The latter provision (b) is of particular relevance if the TGA determines that a complaint about the efficacy of a product, such as Undoit®, is justified because sponsors can argue that the commercial value of their product would be diminished by such disclosure.
Consumers and health professionals need access to such information but the TGA currently appears to rate the commercial protection of sponsors more highly that the public interest.
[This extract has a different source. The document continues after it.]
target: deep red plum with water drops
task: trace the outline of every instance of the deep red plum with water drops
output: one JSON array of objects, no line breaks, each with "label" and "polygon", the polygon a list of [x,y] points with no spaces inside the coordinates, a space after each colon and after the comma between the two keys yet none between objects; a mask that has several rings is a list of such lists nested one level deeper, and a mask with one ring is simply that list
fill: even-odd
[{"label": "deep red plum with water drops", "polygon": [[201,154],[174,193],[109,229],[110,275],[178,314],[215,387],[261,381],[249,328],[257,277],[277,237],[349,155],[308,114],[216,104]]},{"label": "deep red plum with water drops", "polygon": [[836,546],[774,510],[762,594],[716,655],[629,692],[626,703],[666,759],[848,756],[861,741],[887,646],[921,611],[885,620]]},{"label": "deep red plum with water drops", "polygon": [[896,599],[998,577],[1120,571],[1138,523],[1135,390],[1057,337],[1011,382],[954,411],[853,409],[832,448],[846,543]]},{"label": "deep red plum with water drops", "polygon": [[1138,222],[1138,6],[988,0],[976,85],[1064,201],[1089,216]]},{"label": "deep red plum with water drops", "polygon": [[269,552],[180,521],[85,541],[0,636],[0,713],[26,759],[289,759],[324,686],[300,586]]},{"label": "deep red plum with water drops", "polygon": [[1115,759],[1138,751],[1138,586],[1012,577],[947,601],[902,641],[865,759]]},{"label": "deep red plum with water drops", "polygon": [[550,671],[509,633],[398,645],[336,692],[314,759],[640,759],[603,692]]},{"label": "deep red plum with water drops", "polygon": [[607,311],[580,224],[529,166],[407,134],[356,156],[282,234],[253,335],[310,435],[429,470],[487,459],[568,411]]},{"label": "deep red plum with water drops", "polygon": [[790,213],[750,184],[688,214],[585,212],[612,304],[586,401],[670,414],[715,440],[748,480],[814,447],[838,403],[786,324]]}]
On this matter, the government’s blueprint for reform merely said, “The TGA will develop and publish a policy on the disclosure of commercial-in-confidence information”.
The TGA’s website explains its policy is “to publish the outcome of certain investigations into complaints about therapeutic goods advertising directed to consumers which have been referred to the TGA by the Complaints Resolution Panel for follow-up action”. The criteria the TGA use to disclose “certain” investigations have not been made public.
I’m aware of at least 20 complaints referred to the TGA by the Panel over the last 18 months because of sponsor non-compliance. The TGA has yet to report any outcome of their “investigations”. These include Nurofen, Homeopathy Plus, FatBlaster Reducta and Fat Magnet, Maqui Berry Capsules, Virility Pills, Energy Slim and Berocca Performance.
So it seems the TGA’s transparency review and other reports have yet to make any impact on the organisation. Unfortunately, the TGA remains a “black hole” for reporting advertising complaints.
Dr Harvey has accepted travel expenses only to talk about problems of complementary medicine regulation to pharmaceutical companies and industry associations. He has also been paid travel expenses and sitting fees for his involvement with government inquiries and working groups concerning pharmaceutical promotion and the regulation of complementary medicines.